Re: pixel fonts

Chris Lilley wrote:
> 
> Treating a pixel font (or an outline font rendered with anti-aliasing) as
> an alpha channel rather than as image data has interesting possibilities,
> such as true antialiased text of any color on any color background, or
> foreground images on display type.

This kind of antialiasing of any colour text on any background (plain
colour or multicolour bitmap images) is technology already deployed in
some OSes - it works superbly for me on my machine (Acorn Risc PC) and
the quality of rendering is extremely good.  You should be able to buy
a NetStation within a couple of months which contains this technology
and see it for yourself (http://www.acorn.co.uk/).  Has this sort of
technology been considered by the Fonts group?  (or is it being, or
will it be?)

> Not just Opentype, any font which is used on the Web must adress these
> concerns. There is a balance to be struck between hindering legitimate use and
> hindering illegitimate use; just a s there is a balance to be struck by font
> vendors between focussing on a small number of phototypsetting bureaux and a
> large number of Web site authors as potential markets.
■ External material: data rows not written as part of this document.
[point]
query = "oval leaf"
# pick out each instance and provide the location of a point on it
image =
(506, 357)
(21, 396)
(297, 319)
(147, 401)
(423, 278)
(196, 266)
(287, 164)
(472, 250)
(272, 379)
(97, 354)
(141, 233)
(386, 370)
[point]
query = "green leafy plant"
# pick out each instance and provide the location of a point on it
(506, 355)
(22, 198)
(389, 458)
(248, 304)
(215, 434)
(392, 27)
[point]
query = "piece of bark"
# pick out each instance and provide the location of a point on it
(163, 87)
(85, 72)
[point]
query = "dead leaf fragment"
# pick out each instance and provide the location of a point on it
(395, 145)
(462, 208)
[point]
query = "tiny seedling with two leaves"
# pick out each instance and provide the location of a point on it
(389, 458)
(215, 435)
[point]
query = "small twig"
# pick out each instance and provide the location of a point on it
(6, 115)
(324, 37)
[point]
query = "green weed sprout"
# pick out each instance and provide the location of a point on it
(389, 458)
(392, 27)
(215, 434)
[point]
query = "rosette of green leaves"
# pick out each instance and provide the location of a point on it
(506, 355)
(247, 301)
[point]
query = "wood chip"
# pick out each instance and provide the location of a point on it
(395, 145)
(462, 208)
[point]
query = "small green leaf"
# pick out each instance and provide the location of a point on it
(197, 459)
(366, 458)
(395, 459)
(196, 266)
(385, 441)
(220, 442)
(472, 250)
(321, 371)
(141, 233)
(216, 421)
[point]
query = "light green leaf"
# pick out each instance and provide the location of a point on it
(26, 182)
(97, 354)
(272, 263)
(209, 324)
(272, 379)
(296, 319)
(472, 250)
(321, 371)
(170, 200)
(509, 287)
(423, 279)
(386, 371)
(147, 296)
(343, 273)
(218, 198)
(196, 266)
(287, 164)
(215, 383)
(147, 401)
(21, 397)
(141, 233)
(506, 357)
This is a genuine question, not meant to be sarcastic: what kind of
technology is it that the font designers wish to protect here?  Is it the
bezier data? The kerning and hinting information, that sort of thing?
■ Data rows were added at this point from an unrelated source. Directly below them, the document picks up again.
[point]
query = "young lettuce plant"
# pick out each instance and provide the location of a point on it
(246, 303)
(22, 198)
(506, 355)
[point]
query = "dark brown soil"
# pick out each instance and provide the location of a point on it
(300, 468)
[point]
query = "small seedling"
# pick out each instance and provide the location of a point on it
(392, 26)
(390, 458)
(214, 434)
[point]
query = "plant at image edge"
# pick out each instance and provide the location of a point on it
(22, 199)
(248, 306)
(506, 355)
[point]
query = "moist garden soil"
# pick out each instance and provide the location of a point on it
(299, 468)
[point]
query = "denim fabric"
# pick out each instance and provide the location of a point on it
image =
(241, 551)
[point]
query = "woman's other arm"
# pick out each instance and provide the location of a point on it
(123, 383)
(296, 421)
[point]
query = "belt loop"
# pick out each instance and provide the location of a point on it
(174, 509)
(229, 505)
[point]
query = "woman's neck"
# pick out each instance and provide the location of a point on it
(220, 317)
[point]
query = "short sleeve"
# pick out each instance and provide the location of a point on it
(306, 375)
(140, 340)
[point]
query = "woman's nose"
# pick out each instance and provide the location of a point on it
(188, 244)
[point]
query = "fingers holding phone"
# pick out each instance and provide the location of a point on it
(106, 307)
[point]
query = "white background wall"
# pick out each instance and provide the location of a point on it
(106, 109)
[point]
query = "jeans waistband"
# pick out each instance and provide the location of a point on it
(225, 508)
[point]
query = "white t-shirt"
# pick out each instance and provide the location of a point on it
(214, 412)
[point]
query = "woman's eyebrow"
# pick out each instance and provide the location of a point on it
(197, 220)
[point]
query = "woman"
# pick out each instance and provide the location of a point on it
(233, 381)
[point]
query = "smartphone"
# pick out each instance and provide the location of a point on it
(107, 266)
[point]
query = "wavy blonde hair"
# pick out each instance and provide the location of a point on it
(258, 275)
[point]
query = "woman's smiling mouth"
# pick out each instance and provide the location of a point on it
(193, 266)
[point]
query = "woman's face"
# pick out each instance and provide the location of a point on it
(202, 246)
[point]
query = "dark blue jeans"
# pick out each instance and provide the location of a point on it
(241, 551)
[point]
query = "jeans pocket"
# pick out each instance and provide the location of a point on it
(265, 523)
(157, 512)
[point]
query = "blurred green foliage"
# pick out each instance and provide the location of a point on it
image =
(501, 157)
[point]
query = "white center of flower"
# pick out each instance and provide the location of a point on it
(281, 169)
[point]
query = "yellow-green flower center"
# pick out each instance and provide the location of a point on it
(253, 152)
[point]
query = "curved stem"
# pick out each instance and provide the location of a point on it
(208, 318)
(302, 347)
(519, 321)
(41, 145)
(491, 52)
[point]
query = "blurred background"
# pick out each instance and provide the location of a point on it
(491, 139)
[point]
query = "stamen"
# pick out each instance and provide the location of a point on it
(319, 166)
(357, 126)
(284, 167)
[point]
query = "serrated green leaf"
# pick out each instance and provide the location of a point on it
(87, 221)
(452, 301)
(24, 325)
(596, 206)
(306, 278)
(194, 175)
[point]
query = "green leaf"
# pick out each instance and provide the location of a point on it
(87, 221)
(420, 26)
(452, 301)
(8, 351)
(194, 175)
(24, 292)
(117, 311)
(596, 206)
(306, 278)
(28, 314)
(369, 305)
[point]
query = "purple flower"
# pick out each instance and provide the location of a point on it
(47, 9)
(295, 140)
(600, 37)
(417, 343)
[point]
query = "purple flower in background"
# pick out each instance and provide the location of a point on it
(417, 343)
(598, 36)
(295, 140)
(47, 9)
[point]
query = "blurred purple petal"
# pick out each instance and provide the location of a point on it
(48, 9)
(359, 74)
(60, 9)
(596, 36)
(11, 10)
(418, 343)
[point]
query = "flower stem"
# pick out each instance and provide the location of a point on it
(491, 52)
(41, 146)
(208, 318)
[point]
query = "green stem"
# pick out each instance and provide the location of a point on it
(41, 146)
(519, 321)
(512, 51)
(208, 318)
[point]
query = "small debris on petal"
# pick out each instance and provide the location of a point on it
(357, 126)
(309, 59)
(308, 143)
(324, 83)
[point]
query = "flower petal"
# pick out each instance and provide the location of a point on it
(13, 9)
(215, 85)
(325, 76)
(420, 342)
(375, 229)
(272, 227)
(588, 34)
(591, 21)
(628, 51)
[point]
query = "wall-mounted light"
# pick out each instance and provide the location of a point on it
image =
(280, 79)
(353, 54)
> >   However, it would be necessary to show how
> > the bitmap font approach can be made amenable to high quality printing.
> 
> That seems to be an important requirement, as print-on-demand shops that
> generate 'books" of printed and bound document sets looks like a growth area.

Isn't this exactly the kind of thing that the font vendors wish to
prevent - high quality print reprodution?  This is one way in which
they could preserve their control on their fonts - license them to such
print-on-demand shops. 

-- 
Stewart Brodie, Electronics & Computer Science, Southampton University.